Later Chola Temples

by S. R. Balasubrahmanyam | 1979 | 143,852 words

This volume of Chola Temples covers Kulottunga I to Rajendra III in the timeframe A.D. 1070-1280. The Cholas of Southern India left a remarkable stamp in the history of Indian architecture and sculpture. Besides that, the Chola dynasty was a successful ruling dynasty even conquering overseas regions....

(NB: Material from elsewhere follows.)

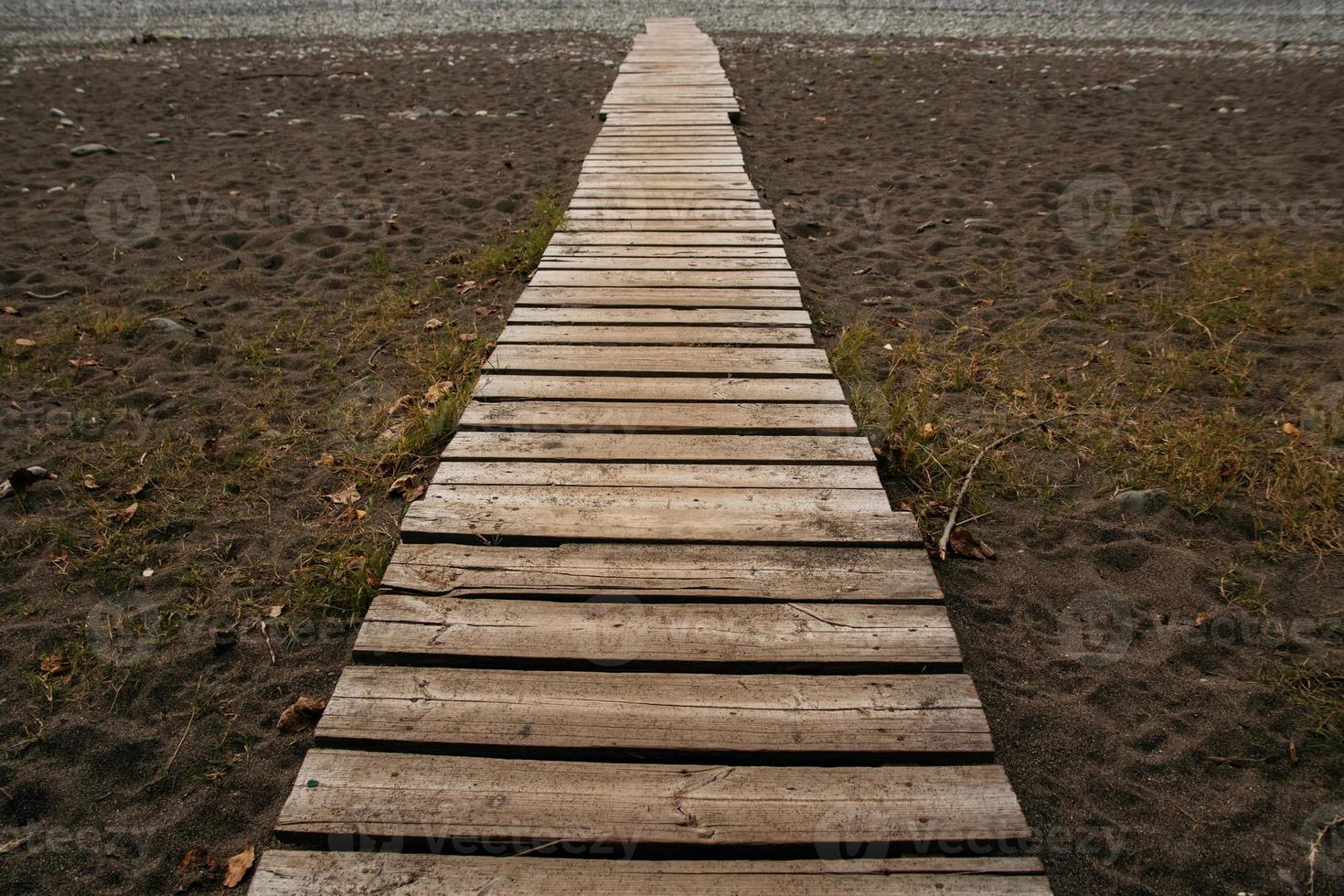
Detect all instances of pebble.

Note 2d: Chola Feudatories, the Adigaimans

While dealing with the period of Kulottunga I, we had occasion to mention that the region of Gangavadi, which was conquered and made a province of the Chola empire by Rajaraja I, was being administered on behalf of the emperor by the ancient line of Chiefs known as the Adigaimans with their capital at Tagadur, identified with modern Dharmapuri in the Salem district. The Adigaimans were traditional rulers of the region known as the Kongu nadu, and it was an Adigaiman or Adiyaman Chief, who, on his refusing to surrender the region to the growing power of the Hoysalas under Bittiga Vishnuvardhana (a.d. 1100-52), was challenged to battle at Talekkad by the Hoysala Dandanayaka Gangaraja and defeated in a.d. 1116. With that the Gangavadi region passed out of the hands of the Cholas for a while. It would however be seen that during the early years of Kulottunga I’s successor, Vikrama Chola, the Adigaiman Chiefs succeeded in taking back, if not all the portions, at least a sizable part of the Gangavadi region. During the middle of the 1 2th century, we hear of a Rajarajadeva ruling this region, in which were included portions of the Kolar and Chittoor districts as well. This Adigaiman Chief must have been a contemporary of Rajaraja II, not only on the basis of his name but also from the fact that Vidugadalagiya Perumal, who was his successor, was a contemporary of Kulottunga III. The later Chief boasts of being the Lord of Ten (southern) Tagadai and the conqueror of the land of the Kadava, the Magada and the Ganga. There is likely to be some truth in this tall claim, as we find that Laddigam, which was a part of the Ganga region, has a number of his inscriptions. In an inscription dated in the 22nd year of Kulottunga III, this Chief claims to be the Lord of the three rivers, the Palar, the Pennai and the Kaveri and to have built a temple of stone at Sirukottai on the banks of the Pennai (vide Kambayanallur, ARE 8 of 1900).